My step-father was born in 1903, so there were many things that we take for granted today that didn't come into the world until he was an adult. He was in his 20s when he went to visit his sister, Thelma, who was the one in his family who tried all the new things. He got in to Palo Alto late and tired and went right to bed. In the middle of the night, he woke up very hungry. Rather than waking his sister, he decided he could just raid the refrigerator. The next morning he told her that he had really enjoyed the left over meatloaf. When she was confused, because there was no left over meatloaf, he showed her the plate (washed, I'm sure, if I know my Daddy, and I do) that it had been on. Which is when she told him he had eaten that brand new product, canned dog food.

The item I fell afoul of was invented before I was born. Whatever excuse there was for Uncle Van and Daddy, did not exist for me.

When I was first married, Dick's Grandmother Smith gave us a carpet sweeper. I really liked it. It got our carpet very clean and was so easy to use. However, before long it broke. It made the carpet dirtier. I called the appliance repair shop (they actually had places like that in the early 60s, when they built things to be repaired instead of replaced) and they told me there really isn't much you can do to repair a carpet sweeper, and so I threw it away.

Twelve years later, I was sitting in a restaurant and the waitress took a carpet sweeper to clean the rug where a baby had spilled Saltines. And then she took it over, opened it up, and emptied it. Oh.


Tabor said...

So you are the one that started the throw-away culture.

J said...

Oh indeed. At least carpet sweepers aren't expensive. Poor Grandpa, eating dog food and then complimenting Aunt Thelma on it! CRAZY! I'll bet she had a good laugh!

Never That Easy said...

I can always count on you for a laugh ~ (and a fabulous comment!) ~
The idea of that alka seltzer in someone's throat; Oh my.

Happy Tuesday!

Anonymous said...

I used to like leaving comments before Beta came along and made it hard for me to do! Now, by the time I figure out how to comment, I've lost my train of thought.

Ron Southern

Maya's Granny said...

Ron, and the really irritating thing is that I don't even have beta!

Betty said...

LOL. Reminds me of the time my disposal broke. I called the plumber and he came and pushed the reset button for me. Duh.

Ginnie said...

Your Alka Seltzer story is almost as bad as the time that a Dr. friend of mine spent a long time explaining to a patient how to insert a suppository. The patient did as he was told but inserted it still in the tinfoil. I'll leave the rest to your imagination!

kenju said...

Oh, I didn't expect that line! You actually didn't know you had to empty it? Too funny!

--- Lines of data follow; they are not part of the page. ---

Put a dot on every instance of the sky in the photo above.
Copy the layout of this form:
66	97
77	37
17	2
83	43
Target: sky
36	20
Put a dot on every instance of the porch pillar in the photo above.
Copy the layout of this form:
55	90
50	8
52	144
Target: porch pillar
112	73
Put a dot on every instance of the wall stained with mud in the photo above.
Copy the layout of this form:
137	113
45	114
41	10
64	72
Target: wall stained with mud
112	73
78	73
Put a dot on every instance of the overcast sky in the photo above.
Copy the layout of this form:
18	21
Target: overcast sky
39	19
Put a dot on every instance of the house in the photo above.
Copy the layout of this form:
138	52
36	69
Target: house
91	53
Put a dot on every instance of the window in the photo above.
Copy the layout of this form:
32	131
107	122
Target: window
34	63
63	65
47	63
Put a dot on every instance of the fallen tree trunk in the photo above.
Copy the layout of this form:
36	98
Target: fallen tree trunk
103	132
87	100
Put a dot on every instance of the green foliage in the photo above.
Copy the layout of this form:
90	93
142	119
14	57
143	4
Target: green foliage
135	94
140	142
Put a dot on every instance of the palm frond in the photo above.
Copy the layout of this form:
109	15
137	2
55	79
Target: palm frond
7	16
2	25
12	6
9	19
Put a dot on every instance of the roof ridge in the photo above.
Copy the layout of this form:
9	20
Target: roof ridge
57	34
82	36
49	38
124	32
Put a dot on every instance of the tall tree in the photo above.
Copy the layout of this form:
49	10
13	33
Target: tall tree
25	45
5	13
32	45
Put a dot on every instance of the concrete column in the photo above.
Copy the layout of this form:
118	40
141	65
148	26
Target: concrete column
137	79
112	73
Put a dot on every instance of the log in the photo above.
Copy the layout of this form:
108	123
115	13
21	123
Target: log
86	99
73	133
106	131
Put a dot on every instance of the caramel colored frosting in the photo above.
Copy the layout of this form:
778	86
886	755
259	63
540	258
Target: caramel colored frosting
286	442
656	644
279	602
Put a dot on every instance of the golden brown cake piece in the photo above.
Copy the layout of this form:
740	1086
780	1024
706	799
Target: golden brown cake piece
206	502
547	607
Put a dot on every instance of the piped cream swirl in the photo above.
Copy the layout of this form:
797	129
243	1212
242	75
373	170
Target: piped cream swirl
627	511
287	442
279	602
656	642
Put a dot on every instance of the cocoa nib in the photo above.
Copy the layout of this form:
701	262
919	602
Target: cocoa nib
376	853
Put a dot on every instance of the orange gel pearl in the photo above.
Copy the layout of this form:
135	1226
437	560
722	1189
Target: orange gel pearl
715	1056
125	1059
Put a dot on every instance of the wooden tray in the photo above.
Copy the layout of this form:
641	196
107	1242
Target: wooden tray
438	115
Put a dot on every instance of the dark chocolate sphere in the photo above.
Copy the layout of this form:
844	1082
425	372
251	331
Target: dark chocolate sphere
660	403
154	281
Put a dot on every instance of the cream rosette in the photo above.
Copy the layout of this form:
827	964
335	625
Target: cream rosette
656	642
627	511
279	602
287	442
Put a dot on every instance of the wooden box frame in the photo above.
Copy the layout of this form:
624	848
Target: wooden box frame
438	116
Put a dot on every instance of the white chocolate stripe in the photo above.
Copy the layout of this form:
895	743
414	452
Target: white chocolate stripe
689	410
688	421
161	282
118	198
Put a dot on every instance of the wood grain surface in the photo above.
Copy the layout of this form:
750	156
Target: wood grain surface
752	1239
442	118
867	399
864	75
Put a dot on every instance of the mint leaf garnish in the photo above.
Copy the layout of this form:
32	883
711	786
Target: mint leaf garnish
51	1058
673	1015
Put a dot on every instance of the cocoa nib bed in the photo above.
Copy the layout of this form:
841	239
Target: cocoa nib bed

Once I called an electrician because the light wouldn't come on in the kitchen. We had several switches operating that light and it turned out that one of them was at "half-mast" and all he had to do was put that switch in the up or down position and the light worked fine. My bad!

Dee said...

*Chuckling at this post* We had an older friend who came to tell us what a great buy his wife got on tuna at the store. It was the best tuna he ever ate. He showed my father in law the can and it turned out it was cat food.

Joy Des Jardins said...

Your stories warm my heart J. I can feel that alka seltzer in my throat. And the dog food....too funny.